Analyzing the performance of gold prices and the gold mining sector yields intriguing insights into the investment landscape at the midpoint of 2023. While the SPDR Gold Trust (NYSE:GLD) recorded a modest 5% growth during this period, it significantly underperformed the equity asset class. In contrast, the SPDR S&P 500 ETF Trust (NYSE:SPY) saw a remarkable 16% increase, while the Invesco QQQ Trust Series 1 (NASDAQ:QQQ) surged an astonishing 38%.
While gold prices remain merely 7% below their all-time highs, a striking trend emerges when examining gold mining stocks: steep price discounts are prevalent. The VanEck Gold Miners ETF (NYSE:GDX) currently trades at a notable one-third lower than its 2020 peak and a staggering 54% lower than its all-time high in 2011. This attractive valuation has captured the attention of value hunters, who view this as a potential buying opportunity.
By establishing a correlation between the price of gold (GLD) and that of the Gold Miners ETF (GDX) over a 5-year timeframe, it becomes evident that the latter should be trading at least 30% higher than its present levels. This observation raises an intriguing question: does this situation present an opportunity for investors to enter an undervalued sector before its recovery, or does it indicate a potential value trap in the making?
Notably, North American gold miners offer particularly enticing valuations when analyzing the U.S.-listed large-cap companies featured in the VanEck Gold Miners ETF. By employing commonly used stock metrics such as price-to-earnings (P/E) ratios, price-to-book (P/B) ratios, and price-to-median analyst price target spreads, these companies stand out as attractive investment prospects.
Newmont Corporation (NYSE:NEM), one of the world’s largest gold producers headquartered in Colorado, currently trades at a projected 12-month forward P/E ratio of 15, representing one of its lowest ratios in history. Moreover, NEM is trading at $43.1 per share, a substantial 38% discount compared to the median analyst price target of $59.

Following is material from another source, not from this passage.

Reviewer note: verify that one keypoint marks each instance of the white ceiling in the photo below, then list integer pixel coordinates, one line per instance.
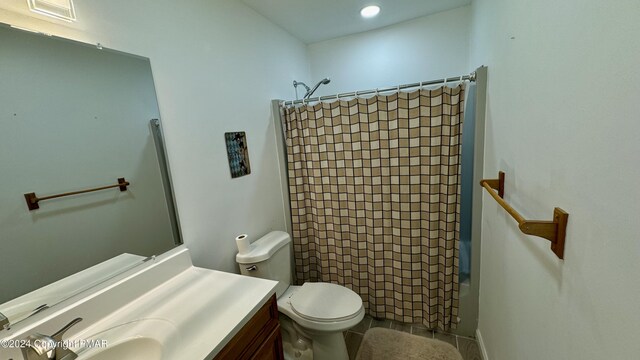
(317, 20)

Barrick Gold Corp. (NYSE:GOLD), another industry giant with a similar forward P/E ratio to Newmont, is also trading at a significant 30% discount to the median analyst price target. Additionally, Barrick Gold boasts a price-to-book value of 1.3x, which is one of the lowest ratios observed in the North American market.
Agnico Eagle Mines Limited (NYSE:AEM), a Canadian-diversified gold mining company with operations in Canada, Finland, and Mexico, currently exhibits a forward P/E ratio of 22x, well below its 5-year average of 38.9x. Furthermore, AEM’s current market prices ($50) imply a 30% discount when compared to the median analyst price target of $65.
In conclusion, the gold mining sector presents an intriguing investment proposition. The sector’s steep price discounts, coupled with appealing valuations of North American gold miners, indicate a potential buying opportunity for investors seeking undervalued assets. However, it is important to exercise caution and consider whether this situation could evolve into a value trap.